Asparagus and Bacon Popover

Prep Time:10 minutes Cook Time:35 minutesTotal Time:45 minutes Servings: 4

Asparagus, double smoked bacon and leeks baked on a puffy popover topped with melted cheese
  • 1 pound asparagus, trimmed and cut into 1 inch pieces
  • 4 slices bacon, cut into 1 inch pieces
  • 1 leek, thinly sliced
  • 1 tablespoon butter
  • 1/2 cup milk, warm
  • 3 large eggs, room temperature
  • 1/2 cup flour
  • salt and pepper to taste
  • 1 cup shredded gruyere cheese (or your favorite)
  1. Bring a pan with 1 inch of water to a boil, add the asparagus and cook until it turns bright green.
  2. Rinse the asparagus under cold water and pat dry.
  3. Cook the bacon in a cast iron skillet over medium heat, and set aside on paper towels to drain reserving the grease in the pan.
  1. Add the leeks to the pan, saute until tender, about 2-4 minutes, set aside and turn off the heat.
  2. Add the butter to the skillet and let it melt.
  3. Mix the milk, eggs, flour, salt and pepper and pour it into the pan.
  4. Sprinkle the asparagus, bacon, leeks and the cheese over the batter in the pan.
  5. Transfer the pan to a preheated 425º oven and bake until puffed and golden brown, about 15-20 minutes.
Historically this date.......
  1956 – IBM introduces the first computer disk storage unit, the RAMAC 305.

2001 – Civilian aircraft traffic resumes in the U.S. after the September 11, 2001 attacks.

2008 – Hurricane Ike makes landfall on the Texas Gulf Coast of the United States, causing heavy damage to Galveston IslandHouston and surrounding areas.

And births this date include....
1766 – Samuel Wilson, possible namesake of Uncle Sam (d. 1854)

1857 – Milton S. Hershey, American confectioner (d. 1945)

1925 – Mel Tormé, American singer (d. 1999)

1939 – Richard Kiel, American actor (d.2014)

1944 – Jacqueline Bisset, British actress
Wow, 5 husbands... not married anymore!

1951 – Jean Smart, American actress
1952 – Randy Jones, American musician (Village People)

1956 – Anne Geddes, Australian photographer (one of my favs!)

All I know. Nuff said. Happy TGIF. Ciao.
xo Sue Mom Bobo

On September 13, the United States recognizes Uncle Sam Day in commemoration of the man behind the iconic image. The fascinating nickname for the United States government was born on September 13, 1766.
Sam Wilson, a meat packer from New York, supplied barrels of meat to soldiers during the war of 1812. To identify the meat for shipment, Wilson prominently stamped “U.S.” on the barrels. It wasn’t long before the soldiers dubbed the grub a delivery from Uncle Sam.  As such nicknames tend to do, its popularity spread.
The first illustration of Uncle Sam is unlike the one we know today.
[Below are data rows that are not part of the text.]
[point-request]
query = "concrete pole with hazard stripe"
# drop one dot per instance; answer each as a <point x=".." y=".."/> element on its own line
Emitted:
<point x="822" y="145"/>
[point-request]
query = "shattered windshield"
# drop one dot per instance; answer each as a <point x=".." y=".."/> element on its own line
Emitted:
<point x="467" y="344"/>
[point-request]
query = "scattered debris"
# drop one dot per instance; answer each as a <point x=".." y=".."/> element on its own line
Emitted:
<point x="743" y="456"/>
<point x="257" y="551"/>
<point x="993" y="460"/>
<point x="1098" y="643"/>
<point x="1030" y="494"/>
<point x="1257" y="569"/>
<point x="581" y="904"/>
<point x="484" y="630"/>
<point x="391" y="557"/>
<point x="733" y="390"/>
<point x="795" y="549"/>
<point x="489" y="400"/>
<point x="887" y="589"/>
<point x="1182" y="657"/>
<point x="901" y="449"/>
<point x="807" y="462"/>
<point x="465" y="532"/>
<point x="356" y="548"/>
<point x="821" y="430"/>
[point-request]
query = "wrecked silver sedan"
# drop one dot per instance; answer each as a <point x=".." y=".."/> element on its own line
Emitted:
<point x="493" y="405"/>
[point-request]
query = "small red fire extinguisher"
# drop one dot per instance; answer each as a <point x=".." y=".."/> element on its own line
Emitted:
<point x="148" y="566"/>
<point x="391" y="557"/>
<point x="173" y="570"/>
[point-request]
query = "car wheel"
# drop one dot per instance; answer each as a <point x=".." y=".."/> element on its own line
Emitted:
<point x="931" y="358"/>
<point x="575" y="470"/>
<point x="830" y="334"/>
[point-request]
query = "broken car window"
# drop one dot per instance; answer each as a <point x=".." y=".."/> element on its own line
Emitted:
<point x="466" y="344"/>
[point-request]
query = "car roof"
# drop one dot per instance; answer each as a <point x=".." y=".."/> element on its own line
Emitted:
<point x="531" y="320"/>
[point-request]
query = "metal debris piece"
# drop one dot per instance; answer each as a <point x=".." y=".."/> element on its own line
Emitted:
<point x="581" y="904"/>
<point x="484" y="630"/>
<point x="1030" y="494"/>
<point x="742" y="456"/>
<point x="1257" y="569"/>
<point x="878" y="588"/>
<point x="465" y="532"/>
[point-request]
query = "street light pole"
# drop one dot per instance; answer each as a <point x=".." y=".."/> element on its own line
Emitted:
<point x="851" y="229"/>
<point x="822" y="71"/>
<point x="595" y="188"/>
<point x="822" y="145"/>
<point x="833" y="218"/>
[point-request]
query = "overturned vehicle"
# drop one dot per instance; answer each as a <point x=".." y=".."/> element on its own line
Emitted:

Published by Harper’s Weekly in 1861, the young government representative (a starred bandanna on his head and wearing a striped vest) is depicted dividing up Virginia like a butcher. Through the years, the image of Uncle Sam would take many forms.
Credit is given to German-born illustrator and cartoonist Thomas Nast for developing the long-legged Uncle Sam we know today. With the starred top hat and striped pants, the Uncle Sam debut in Harper’s Weekly, also. He took on many issues with Nast as his illustrator. Some of the issues topics included Boss Tweed, Union recruitment, and Reconstruction.
During the modern era, Uncle Sam obtained some color. The United States Army awarded Montgomery Flag with the artwork for the familiar portrait used in the “I Want You For The U.S. Army” campaign during World War I.  It first appeared on the cover of Leslie’s Weekly, an illustrated literary and news magazine.



President George H. W. Bush proclaimed Uncle Sam Day to be September 13, 1989, in honor of the anniversary of the birth of Samuel Wilson.  It coincided with the bicentennial celebration of the City of Troy, New York where Wilson lived and worked.  The City of Troy requested the designation of the President.
On September 7, 1961, through concurrent resolutions, Congress officially named Uncle Sam a permanent symbol of American strength and idealism.